Kafam dağılsın diye telefonumu açıp sosyal medyaya girdim. Yüzlerce bildirim geldiğini görmem ile göz devirdim.
Hepsi yapmacık insanlardı. Hiçbirinin mesajına bakmadım ve bütün sosyal medya hesaplarımdan Gonca'yı takipten çıktım. Anne ve babamın ise sosyal medya olarak tek w******p hesapları vardı.
En son olarak bütün ailemin telefon numaralarını telefonumdan sildim ve w******p'daki konuşmalarımızı sildim.
Mafyalık işine gireceksem benim açığımı bulmak isteyeceklerdir. Ve açığım olarak aileme zarar vermek isteyebilirler.
Annem ve Gonca benim için hala çok değerli. İşte tam bu nedenle onlarla bütün iletişimi kesmeliyim.
Balkonda tek başıma oturmak sakinleşmemi sağlamıştı. "Gelebilir miyim?" diye soran dedem ile balkon kapısının orada duran dedeme baktım.

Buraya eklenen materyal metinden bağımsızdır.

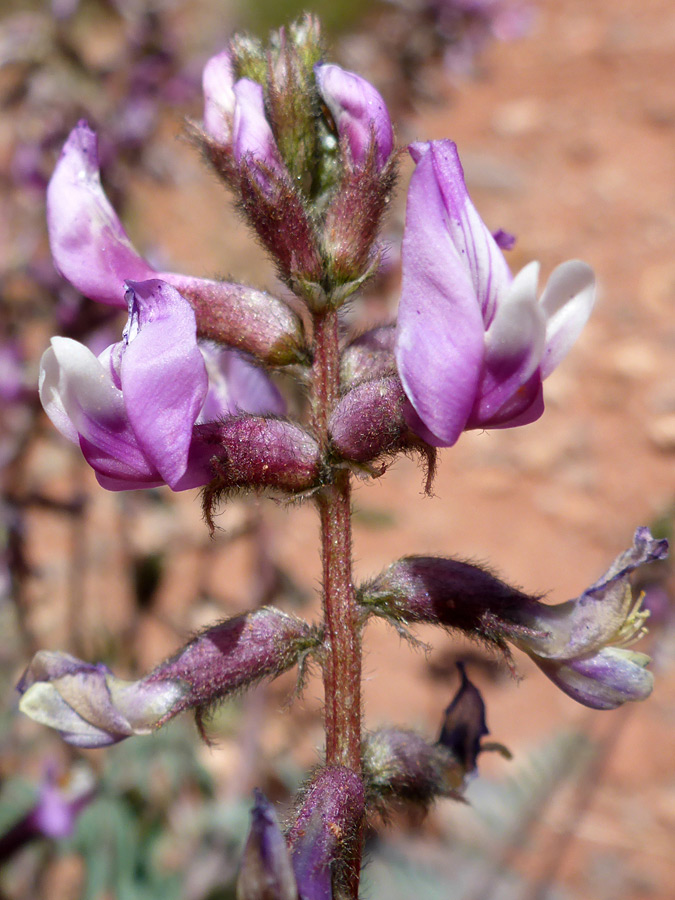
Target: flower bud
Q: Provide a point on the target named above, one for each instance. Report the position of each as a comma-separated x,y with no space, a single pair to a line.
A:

"Tabi ki de." dedim. Dedem diğer tekli koltuğa oturdu ve derin bir nefes aldı. "Haklısın güzel kızım. Benim çok açığım var." dedi.
Dedemin bayrakları bu kadar hızlı indireceği aklıma gelmemişti. Umursamıyormuş gibi yaparak "Sorun değil." dedim.

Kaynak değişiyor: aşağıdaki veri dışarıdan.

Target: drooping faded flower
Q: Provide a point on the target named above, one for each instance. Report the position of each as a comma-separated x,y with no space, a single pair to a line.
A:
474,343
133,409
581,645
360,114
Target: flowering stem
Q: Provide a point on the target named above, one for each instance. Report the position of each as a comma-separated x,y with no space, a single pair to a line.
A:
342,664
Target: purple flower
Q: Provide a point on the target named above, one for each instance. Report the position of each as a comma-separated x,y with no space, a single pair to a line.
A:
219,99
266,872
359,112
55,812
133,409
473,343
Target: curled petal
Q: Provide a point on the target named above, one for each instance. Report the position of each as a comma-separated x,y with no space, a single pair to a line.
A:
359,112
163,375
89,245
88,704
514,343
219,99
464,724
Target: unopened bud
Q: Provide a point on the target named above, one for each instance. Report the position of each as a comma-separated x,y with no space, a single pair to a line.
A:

"Yarın dövüş sanatları ve silah eğitimin başlayacak." dedi dedem. Bu beni heyecanlandırırken dedem modumu düşürecek o sözleri söyledi.
"Birde 11. sınıf derslerini alman için özel hocalar." Dedemin bu dediği ile heyecanla açılan gözlerime baygınlık geldi.
Başka konuşacak konu bulamazken balkondan yoldan geçen arabaları izlemeye başladım.
Konvoy halinde siyah renkteki araçlar karşı apartmanın önünde dururken onları izlemeye başladım.
Arabaların pencereleri açılıp içeriden taramalı silahların çıkması ile gözlerim kocaman açıldı ve "Dede eğil." dedim.
Ben hızla eğilirken dedem geç kalmıştı ve kolundan vurulmuştu. Emekleyerek dedemin yanına gittim.
"Dede iyi misin?" diye sordum endişeyle. "İyiyim ben." diyen dedem ile derin bir nefes verdim.
Ne yapacağımı düşünürken dedemin belinden silahını aldım. Daha önce sadece paintball ya da lunaparktaki oyuncaklarda elime silah almıştım. Onlarda oyuncak silahtı.
Bizim eve ve yan eve ateş açılıyordu. Aklıma gelen fikir ile emekleyerek balkondan çıktım. Odamdan da dikkatle çıktıktan sonra koşarak bodruma indim.
Dedemin evinde en iyi bildiğim şey bodrumdaki o küçük pencere ve pencerenin sokağa bakması idi.
Bodruma indiğimde hızla o küçük pencereye gittim. Bu küçük pencerenin dışarıdan fark edilmesi çok zordu.
Pencerenin camını silahın kabzası ile kırdım. Cam parçalarının bazıları üstüme gelirken umursamadım.
Silahımı pencerenin pervazına dayandırarak arabaların tekerleklerine nişan aldım. Umarım bu fikrim güzel bir sonuç verir.
Arabaların tekerleklerine her nişan aldığımda silah beni geri tepiyordu. On el ateşlediğim silah amacına ulaşmıştı.
Üç aracın birer tekerini, bir aracın iki tekerini vurmayı başarmıştım. Artık mermileri bitince kaçamayacaklardı.